The Beeb had a story in 2011, with some more information and speculation.
https://www.bbc.com/news/magazine-12244964
Ken: thanks for the meteor article; I hadn’t seen that before, and it was very interesting.
I strongly suspect they will find “human remains” (80%). I had heard of the ice bound lake around the Hudson Bay, but not that it’s name was Agassiz (or don’t remember the name). Additional sea rise from global warming will be due to more ice melting, especially off Greenland and the Antarctic ice glaciers.
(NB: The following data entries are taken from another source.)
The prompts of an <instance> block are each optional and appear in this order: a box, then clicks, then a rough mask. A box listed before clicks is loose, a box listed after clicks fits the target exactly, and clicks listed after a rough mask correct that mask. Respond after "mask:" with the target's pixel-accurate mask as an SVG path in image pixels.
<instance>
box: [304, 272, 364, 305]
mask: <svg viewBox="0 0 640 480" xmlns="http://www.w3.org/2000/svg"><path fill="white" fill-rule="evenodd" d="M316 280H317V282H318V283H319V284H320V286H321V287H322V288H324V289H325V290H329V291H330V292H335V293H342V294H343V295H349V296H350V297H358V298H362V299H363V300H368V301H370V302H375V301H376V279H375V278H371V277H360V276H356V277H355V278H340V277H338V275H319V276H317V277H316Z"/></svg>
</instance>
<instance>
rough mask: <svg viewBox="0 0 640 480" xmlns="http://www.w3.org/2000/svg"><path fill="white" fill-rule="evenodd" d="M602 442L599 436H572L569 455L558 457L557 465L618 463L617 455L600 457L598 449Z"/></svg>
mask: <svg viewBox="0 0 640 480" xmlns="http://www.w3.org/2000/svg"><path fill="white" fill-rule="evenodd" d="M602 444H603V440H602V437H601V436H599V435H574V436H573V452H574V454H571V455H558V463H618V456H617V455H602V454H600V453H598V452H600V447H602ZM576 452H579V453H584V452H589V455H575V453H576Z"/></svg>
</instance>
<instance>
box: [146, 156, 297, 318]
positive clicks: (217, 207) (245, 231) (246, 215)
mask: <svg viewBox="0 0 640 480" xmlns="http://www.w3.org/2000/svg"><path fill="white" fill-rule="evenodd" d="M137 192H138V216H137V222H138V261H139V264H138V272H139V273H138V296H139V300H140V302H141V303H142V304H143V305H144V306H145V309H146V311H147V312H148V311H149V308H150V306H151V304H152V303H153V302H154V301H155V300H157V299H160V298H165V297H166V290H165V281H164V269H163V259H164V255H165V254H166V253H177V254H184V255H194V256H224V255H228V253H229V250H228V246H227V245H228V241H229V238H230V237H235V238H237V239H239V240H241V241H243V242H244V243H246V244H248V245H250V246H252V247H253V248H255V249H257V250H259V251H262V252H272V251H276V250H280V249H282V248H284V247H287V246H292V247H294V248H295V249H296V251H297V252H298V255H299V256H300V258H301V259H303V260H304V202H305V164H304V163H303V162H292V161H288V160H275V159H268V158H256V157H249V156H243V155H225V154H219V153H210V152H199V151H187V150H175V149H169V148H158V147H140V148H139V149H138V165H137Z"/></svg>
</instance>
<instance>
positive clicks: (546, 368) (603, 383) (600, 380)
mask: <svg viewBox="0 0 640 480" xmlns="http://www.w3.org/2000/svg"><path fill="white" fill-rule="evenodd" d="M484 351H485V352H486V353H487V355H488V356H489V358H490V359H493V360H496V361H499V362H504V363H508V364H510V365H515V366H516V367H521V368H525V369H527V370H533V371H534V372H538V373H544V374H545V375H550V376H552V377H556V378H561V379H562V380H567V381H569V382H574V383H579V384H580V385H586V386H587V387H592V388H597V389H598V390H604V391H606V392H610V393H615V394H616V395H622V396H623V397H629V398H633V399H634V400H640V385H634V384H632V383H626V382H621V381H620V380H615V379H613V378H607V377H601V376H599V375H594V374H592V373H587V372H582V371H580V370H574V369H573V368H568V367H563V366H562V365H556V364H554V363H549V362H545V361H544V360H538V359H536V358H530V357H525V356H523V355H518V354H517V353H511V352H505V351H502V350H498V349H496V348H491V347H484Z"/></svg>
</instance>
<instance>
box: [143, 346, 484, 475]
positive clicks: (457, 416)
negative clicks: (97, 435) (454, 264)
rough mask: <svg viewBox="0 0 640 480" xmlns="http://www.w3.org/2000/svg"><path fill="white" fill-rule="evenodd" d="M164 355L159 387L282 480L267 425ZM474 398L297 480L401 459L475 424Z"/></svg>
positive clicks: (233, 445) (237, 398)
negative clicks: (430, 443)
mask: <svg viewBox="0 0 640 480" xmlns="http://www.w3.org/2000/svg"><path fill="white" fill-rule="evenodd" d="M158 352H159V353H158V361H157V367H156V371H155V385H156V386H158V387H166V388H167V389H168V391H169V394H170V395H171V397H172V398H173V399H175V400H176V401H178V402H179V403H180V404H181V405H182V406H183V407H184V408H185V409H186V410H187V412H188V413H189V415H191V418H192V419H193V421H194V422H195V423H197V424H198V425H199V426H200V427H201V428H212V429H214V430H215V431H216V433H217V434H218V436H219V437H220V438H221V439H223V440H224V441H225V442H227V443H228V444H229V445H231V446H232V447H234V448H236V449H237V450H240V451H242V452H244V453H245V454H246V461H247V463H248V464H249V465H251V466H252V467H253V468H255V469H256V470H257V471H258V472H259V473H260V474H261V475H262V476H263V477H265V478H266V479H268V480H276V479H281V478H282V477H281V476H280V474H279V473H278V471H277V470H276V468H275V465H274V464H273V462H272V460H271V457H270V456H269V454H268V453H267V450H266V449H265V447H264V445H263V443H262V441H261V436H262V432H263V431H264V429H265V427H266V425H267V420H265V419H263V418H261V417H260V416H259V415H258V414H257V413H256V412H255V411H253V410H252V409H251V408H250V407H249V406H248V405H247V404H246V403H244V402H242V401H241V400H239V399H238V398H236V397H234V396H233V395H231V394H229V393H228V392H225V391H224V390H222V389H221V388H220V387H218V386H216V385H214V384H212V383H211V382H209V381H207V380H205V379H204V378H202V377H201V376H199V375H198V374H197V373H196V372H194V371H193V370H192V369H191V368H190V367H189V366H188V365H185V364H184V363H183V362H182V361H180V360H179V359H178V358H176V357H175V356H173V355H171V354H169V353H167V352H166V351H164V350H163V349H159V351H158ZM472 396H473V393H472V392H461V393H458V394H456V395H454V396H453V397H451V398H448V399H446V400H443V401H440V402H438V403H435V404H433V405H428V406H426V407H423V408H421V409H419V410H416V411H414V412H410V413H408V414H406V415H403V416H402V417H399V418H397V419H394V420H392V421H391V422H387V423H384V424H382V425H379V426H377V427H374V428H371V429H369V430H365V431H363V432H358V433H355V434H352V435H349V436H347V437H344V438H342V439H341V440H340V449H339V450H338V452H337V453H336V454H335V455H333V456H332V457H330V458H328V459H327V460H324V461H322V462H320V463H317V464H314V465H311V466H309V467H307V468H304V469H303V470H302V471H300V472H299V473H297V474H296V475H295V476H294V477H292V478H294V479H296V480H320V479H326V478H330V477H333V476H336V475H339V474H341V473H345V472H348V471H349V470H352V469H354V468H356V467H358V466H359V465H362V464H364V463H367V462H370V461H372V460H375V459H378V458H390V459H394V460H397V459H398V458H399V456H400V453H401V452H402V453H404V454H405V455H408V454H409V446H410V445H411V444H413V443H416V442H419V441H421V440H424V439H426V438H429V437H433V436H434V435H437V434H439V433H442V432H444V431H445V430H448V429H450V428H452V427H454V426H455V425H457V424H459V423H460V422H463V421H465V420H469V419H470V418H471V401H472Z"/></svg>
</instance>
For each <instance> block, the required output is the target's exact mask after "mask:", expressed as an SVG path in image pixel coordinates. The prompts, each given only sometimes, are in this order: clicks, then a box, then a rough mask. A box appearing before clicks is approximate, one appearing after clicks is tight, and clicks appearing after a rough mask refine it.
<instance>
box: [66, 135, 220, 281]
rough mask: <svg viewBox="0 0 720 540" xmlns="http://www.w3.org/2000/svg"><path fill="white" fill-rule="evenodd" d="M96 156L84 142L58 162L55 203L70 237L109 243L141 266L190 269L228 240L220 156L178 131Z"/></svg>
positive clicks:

The multiple flood myths means there likely was a huge sea change in history.
We know the Earth has had Ice Ages, and has warmed up after.
For now, I believe we’re about to enter around 2 decades, 20 years or so, of new global cooling, due to minimum sunspots. Predicted to start in 2020; longer cool weather this year might be an early start, or just another variation.
The increase in CO2 from about 270 ppm way way up to 400 ppm, almost 100% increase, has been good for growing plants who can breathe, but so far most warming has been in computer models, not so clearly world temps. Every 2001 UN global warming model has been wrong — their science is insufficient. We don’t yet understand cloud formation and cloud net effects on temperature, not enough to accurately, i.e. scientifically, predict future climate.
I have long thought “giants” and giant legends were related to early encounters with Neanderthals, including Beowulf.
Earliest human cultural “memory” is a very interesting next topic to follow earliest personal memory.
Most artifacts of this epoch, except megalithic structures like Stonehenge, were small stone tools that can not be found from mapping or sonar imagery.
We know too little about ancient seafaring, but it seems now it was much more efficient and capable than we now imagine. The history of settling of many islands and archipelagos in Oceania indicate not accidental, but purposeful going into open sea to find new lands. There were expeditions of settlers, commands of young people with women and girls on the board with explicit goal to found new settlements.
Almost all the sea level rise after the last Ice Age came not from Antarctica or Greenland ice sheets (they are still with us, with little ice lost), but from huge land glaciers like the one that covered most of the Northern America and was 2 miles thick. After it melted, a huge lake emerged which was called Lake Agassiz. It filled a deep depression in the Earth crust resulted from its bending under the weight of the glacier. Today Great Lakes are relatively small remnants of this lake that were formed when the crust rebounded after glacier melted.